Managing Sleep Challenges
The 8 Hour Myth - Work out how much sleep you need and plan your sleep routine based on this, rather than on the 8-hour idea (needing 8 hours is a bit of a myth!)
Natural Daylight - Try and get outside in natural daylight every day – even in the gloomy winter months, getting a dose of natural daylight is one of the most effective ways to help improve your sleep because natural daylight is needed for the brain to produce melatonin (the hormone needed to induce sleep)

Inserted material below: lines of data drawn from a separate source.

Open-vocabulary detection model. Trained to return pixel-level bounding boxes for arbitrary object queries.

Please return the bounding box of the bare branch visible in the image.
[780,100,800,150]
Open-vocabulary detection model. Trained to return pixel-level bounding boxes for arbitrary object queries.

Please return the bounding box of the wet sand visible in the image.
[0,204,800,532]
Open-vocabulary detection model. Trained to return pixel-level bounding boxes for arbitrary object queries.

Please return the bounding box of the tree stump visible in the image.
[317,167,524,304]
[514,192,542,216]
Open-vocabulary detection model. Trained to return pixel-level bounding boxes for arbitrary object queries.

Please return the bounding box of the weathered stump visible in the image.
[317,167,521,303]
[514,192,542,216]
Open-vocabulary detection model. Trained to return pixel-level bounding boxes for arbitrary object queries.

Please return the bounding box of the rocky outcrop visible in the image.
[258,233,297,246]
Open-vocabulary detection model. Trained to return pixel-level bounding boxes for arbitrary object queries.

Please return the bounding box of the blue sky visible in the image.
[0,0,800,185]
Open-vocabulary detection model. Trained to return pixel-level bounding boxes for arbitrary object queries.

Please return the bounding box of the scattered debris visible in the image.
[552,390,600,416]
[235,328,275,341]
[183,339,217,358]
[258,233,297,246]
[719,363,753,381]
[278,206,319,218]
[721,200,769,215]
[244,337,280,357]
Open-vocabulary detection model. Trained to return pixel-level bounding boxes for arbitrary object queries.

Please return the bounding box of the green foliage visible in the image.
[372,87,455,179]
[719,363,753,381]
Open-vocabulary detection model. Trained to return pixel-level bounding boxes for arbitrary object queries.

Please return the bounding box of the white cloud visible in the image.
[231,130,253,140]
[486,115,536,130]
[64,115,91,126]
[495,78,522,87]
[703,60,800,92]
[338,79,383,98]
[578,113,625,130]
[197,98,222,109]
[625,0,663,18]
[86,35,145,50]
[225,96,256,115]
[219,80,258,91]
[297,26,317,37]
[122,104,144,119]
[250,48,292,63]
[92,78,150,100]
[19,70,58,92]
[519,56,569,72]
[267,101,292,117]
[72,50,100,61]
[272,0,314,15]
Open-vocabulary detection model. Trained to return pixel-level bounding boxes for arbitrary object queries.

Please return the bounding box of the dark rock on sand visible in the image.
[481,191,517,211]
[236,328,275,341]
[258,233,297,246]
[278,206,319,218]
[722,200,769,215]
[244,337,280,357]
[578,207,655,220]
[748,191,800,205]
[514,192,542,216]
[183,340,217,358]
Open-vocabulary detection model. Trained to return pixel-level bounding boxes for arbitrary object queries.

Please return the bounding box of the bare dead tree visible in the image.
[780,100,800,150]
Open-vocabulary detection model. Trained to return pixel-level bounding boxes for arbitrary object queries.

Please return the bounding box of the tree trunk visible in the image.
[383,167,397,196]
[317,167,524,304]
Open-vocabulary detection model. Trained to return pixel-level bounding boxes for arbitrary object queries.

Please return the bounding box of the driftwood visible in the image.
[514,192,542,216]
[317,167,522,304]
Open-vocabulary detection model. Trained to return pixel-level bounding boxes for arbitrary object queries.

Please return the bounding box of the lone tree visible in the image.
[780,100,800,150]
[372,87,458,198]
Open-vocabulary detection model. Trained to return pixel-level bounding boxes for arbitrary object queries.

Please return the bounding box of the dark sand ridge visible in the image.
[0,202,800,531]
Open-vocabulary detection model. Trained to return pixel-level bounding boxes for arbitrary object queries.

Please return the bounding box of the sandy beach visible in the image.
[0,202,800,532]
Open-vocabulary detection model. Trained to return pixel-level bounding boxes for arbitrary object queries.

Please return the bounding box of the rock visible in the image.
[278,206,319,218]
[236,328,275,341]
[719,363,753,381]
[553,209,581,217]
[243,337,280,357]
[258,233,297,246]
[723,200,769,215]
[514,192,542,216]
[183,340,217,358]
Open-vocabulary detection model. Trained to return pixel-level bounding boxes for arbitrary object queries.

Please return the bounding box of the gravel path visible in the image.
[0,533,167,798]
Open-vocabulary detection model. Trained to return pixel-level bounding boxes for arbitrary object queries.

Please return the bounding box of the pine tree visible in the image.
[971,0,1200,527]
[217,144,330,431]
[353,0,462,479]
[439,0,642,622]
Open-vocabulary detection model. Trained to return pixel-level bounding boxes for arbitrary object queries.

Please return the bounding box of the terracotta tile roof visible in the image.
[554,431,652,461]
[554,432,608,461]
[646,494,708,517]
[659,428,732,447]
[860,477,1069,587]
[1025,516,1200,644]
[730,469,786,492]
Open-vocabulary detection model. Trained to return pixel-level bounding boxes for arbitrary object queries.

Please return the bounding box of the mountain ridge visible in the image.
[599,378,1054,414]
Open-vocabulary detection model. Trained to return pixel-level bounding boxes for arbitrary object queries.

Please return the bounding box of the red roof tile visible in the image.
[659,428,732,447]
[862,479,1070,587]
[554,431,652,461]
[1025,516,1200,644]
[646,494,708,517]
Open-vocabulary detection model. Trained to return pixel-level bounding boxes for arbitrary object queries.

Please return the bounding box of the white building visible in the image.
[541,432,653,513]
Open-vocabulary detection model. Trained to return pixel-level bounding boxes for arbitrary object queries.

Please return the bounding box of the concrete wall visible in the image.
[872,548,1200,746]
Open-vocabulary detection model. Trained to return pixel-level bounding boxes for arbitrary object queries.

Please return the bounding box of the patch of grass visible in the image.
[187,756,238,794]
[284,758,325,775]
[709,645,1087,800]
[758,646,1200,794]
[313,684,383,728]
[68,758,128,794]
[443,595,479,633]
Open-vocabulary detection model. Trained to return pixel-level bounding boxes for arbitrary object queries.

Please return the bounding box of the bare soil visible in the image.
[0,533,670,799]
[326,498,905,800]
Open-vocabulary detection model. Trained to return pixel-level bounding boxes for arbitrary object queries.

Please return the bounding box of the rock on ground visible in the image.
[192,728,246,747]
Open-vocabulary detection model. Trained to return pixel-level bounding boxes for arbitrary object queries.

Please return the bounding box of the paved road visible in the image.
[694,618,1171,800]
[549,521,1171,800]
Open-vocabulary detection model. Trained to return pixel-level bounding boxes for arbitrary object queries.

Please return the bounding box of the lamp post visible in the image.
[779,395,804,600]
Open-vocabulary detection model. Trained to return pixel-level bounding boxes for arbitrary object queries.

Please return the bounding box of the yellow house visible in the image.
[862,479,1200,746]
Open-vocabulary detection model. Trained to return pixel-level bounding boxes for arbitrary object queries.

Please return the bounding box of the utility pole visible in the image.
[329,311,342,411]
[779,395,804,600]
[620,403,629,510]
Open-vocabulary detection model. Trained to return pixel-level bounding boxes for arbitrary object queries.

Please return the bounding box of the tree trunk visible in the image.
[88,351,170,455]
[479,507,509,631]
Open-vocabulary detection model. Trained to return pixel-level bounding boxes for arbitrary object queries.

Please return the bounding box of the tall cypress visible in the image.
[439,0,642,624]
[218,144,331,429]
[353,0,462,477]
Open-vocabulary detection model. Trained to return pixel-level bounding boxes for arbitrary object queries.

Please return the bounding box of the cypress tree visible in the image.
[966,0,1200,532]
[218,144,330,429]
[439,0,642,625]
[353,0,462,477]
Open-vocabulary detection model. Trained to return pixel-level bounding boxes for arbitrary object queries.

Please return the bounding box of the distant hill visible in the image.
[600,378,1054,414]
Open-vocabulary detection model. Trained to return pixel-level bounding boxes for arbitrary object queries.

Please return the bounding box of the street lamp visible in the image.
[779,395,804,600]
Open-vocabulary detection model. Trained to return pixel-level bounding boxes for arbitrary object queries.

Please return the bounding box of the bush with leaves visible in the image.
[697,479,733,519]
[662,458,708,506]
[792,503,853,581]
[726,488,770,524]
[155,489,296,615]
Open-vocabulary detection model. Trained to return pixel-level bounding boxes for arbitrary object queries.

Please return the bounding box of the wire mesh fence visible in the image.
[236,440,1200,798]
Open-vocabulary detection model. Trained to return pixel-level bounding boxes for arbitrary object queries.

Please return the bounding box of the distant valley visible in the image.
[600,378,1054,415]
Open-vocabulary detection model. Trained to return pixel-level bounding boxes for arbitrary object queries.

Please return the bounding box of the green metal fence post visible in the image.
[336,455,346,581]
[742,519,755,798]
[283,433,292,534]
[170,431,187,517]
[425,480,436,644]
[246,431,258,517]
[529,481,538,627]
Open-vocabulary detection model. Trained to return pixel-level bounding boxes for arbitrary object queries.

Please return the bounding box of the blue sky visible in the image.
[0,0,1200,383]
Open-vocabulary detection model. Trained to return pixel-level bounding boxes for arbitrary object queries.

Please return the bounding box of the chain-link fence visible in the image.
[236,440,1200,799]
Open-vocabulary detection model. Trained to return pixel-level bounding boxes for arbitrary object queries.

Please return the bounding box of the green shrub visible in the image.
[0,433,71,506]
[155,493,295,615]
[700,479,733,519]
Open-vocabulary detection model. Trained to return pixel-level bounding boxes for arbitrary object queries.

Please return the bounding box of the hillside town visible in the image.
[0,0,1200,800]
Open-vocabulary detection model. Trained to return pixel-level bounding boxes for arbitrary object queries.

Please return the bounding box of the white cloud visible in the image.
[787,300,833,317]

Artificial Light - Try to avoid blue lights (TV/phones) two hours before bed. Dark/brown light signals to the brain that it is nighttime, which means the brain releases melatonin to induce sleep. Most phones have a night option that switches to a brown backlight that mimics sunset which is a good compromise. If you can’t manage two hours try an hour, or 30 minutes and go from there
Food and Drink - Try to avoid eating and drinking two hours before bed and try to avoid caffeine from lunch time (or 6 hours before bed) as it has a long half-life (which means in stays in your system many hours after you consume it). If your body has to digest food while you sleep, it can disrupt your sleep rhythm which means you may not get enough of the deep, restful sleep needed to make you feel well rested
Create a Sleep-Friendly Environment - Make your bedroom conducive to sleep by keeping it dark, quiet, and cool. If your bedroom doubles as an office or somewhere you study, try and section off your sleeping area or find a way to make the room look and feel different in the day to the night.
Clock Changes - Changing your sleep and wake times gradually (by 10-15 minutes each day) for 3 or 4 days before the clocks change might help you to adjust faster overall. This can be especially helpful for young children.
I hope these tips help you to get the most out of October, feeling well rested!